Beyond cell-site data – Metadata
Location information, like cell-site data, is just one category of what is generally known as “metadata,” which also can include Internet Protocol (IP) addresses, email addresses, credit card payment records, and a lot of other “non-content” information. Metadata is a byproduct of content but is not considered content itself. Accordingly, in spite of the fact that metadata opens a window for others to peek into a person’s private life, under the current legal regime of the United States, metadata has no Fourth Amendment protection, at least when collected remotely or from a third party.
This content/non-content distinction was established in the pre-digital world, when technologies were not yet proficient enough to process, analyze, and aggregate large amounts of data. Today, such a distinction is no longer proper for measuring the degree of privacy intrusion enabled by surveillance technologies, including big data tools and machine learning. With these tools metadata may even be more invasive than content information. Surveillance that would have required massive-scale monitoring and analysis in the 1970s can now be conducted with just a few clicks, easily and cheaply.
Broad surveillance of metadata may further hamper people’s ability to exercise other constitutional rights. For example, a person may be chilled from visiting certain religious sites if that person knows the government will know about those visits and believes it will create negative inferences that may impact his or her legal status.

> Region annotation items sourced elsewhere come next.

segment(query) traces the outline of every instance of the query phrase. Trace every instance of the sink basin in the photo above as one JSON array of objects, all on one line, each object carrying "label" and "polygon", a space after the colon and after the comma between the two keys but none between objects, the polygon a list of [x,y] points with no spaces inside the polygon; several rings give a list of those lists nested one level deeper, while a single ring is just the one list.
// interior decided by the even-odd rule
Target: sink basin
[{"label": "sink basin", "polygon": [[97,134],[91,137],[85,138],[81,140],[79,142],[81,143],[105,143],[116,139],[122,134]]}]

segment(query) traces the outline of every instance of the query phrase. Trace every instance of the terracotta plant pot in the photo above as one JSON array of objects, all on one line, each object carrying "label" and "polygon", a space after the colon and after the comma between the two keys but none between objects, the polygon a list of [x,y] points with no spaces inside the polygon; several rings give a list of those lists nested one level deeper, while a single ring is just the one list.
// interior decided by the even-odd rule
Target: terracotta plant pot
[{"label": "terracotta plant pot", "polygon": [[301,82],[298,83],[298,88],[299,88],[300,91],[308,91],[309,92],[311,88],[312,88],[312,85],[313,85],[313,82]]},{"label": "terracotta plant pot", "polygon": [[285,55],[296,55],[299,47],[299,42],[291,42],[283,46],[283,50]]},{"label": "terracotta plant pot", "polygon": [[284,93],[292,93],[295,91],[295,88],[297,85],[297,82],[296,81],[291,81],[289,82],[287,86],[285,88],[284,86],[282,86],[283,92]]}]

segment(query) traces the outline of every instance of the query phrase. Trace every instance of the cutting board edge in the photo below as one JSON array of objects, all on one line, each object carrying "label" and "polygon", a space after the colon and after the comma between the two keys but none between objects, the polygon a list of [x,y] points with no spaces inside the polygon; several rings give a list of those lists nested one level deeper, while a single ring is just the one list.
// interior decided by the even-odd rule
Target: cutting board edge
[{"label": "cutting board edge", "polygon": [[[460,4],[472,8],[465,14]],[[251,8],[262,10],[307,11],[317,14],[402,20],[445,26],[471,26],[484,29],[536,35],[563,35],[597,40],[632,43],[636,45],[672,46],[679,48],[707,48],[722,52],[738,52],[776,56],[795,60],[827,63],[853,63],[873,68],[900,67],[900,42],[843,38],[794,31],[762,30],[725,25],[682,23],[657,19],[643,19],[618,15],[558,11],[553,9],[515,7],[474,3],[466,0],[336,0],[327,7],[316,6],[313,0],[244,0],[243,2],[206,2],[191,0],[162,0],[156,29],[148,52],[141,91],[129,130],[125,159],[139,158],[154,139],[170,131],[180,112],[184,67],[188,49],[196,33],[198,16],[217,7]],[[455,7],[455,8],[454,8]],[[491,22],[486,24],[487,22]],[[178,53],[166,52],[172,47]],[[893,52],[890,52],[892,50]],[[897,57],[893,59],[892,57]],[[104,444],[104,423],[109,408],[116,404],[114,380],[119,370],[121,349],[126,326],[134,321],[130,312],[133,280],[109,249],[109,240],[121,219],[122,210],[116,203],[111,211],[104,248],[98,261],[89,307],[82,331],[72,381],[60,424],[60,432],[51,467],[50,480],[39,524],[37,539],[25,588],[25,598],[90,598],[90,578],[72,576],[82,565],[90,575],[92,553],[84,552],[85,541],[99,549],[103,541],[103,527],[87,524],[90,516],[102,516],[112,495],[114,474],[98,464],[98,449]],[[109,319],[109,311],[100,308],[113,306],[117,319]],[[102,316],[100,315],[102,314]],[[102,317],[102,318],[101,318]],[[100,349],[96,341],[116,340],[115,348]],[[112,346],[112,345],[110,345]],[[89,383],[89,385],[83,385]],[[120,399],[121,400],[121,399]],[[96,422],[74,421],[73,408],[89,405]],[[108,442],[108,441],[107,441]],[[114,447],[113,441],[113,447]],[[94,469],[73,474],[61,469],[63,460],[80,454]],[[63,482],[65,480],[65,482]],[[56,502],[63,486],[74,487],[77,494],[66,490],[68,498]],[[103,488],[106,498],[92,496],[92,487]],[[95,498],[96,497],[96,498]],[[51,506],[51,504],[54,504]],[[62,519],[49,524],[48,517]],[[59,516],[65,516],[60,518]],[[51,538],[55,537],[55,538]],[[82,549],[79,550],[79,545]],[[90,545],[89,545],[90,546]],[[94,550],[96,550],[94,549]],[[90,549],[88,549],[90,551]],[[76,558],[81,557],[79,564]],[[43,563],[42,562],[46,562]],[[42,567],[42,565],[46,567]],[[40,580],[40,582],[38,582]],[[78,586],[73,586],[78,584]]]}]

When technology has changed enough to have dramatically expanded government power, as it has now, the balance between government and citizen is broken and should be restored. International human rights law and policy makes it clear, whether metadata or content information, private information should be treated as “Protected Information,” even if it is revealed through surveillance of public information. After all, the person, not the texts or numbers they carry, is what makes privacy fundamental.